🤖 AI Summary
In high-stakes domains such as credit scoring, the quality of model explanations varies significantly, undermining user trust and decision reliability. To address this, we propose LtX—a novel framework introducing the first *explanation quality rejection mechanism*, enabling classifiers to actively abstain from predicting on inputs for which high-quality explanations cannot be reliably generated. At its core, LtX employs ULER (Unified Explanation Quality Evaluator and Rejector), a lightweight module that jointly models explanation quality discrimination for both classification and regression tasks by integrating human-assigned explanation scores with feature attribution fidelity metrics. Evaluated across eight benchmark tasks and a newly released, human-annotated dataset, ULER consistently outperforms state-of-the-art methods, achieving substantial gains in low-quality explanation detection accuracy. This work establishes a new paradigm for trustworthy deployment of explainable AI systems by explicitly coupling predictive performance with explanation quality assurance.
📝 Abstract
Machine Learning predictors are increasingly being employed in high-stakes applications such as credit scoring.
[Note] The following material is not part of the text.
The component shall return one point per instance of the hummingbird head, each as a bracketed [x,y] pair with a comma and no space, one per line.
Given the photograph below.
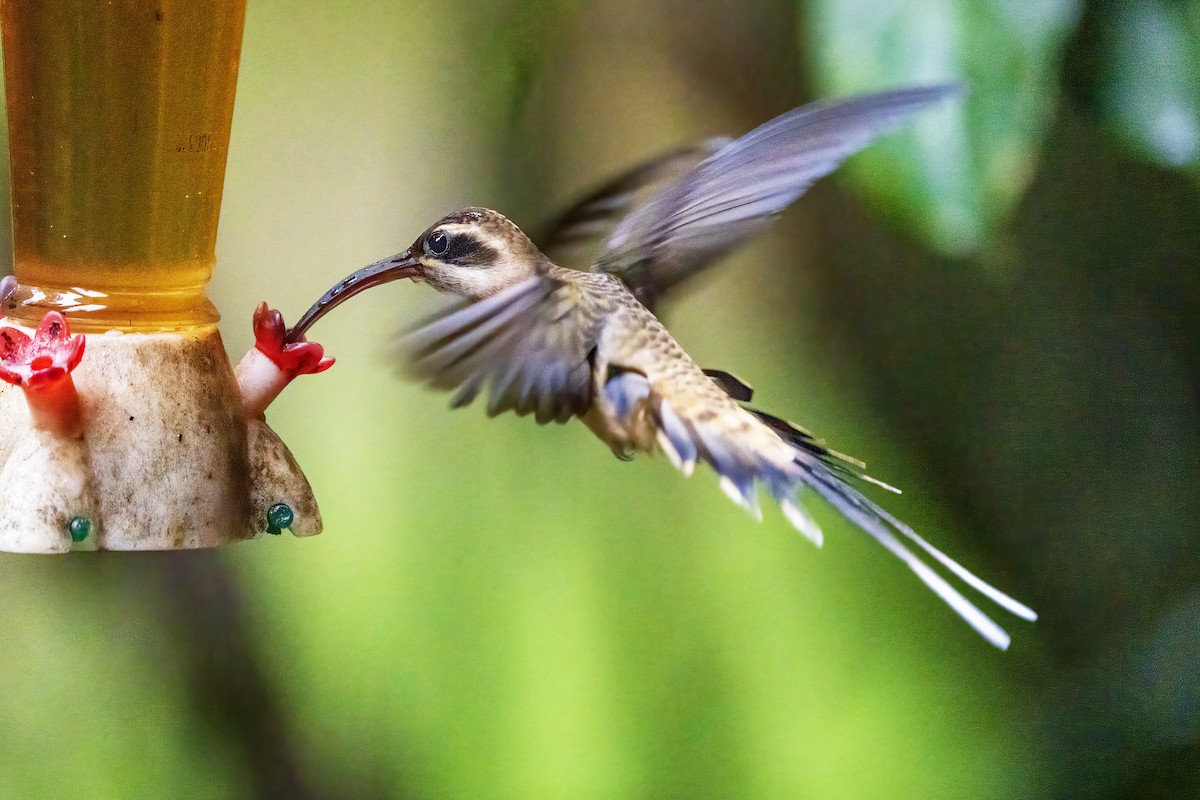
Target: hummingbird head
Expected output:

Explanations help users unpack the reasons behind their predictions, but are not always "high quality''. That is, end-users may have difficulty interpreting or believing them, which can complicate trust assessment and downstream decision-making. We argue that classifiers should have the option to refuse handling inputs whose predictions cannot be explained properly and introduce a framework for learning to reject low-quality explanations (LtX) in which predictors are equipped with a rejector that evaluates the quality of explanations. In this problem setting, the key challenges are how to properly define and assess explanation quality and how to design a suitable rejector. Focusing on popular attribution techniques, we introduce ULER (User-centric Low-quality Explanation Rejector), which learns a simple rejector from human ratings and per-feature relevance judgments to mirror human judgments of explanation quality. Our experiments show that ULER outperforms both state-of-the-art and explanation-aware learning to reject strategies at LtX on eight classification and regression benchmarks and on a new human-annotated dataset, which we will publicly release to support future research.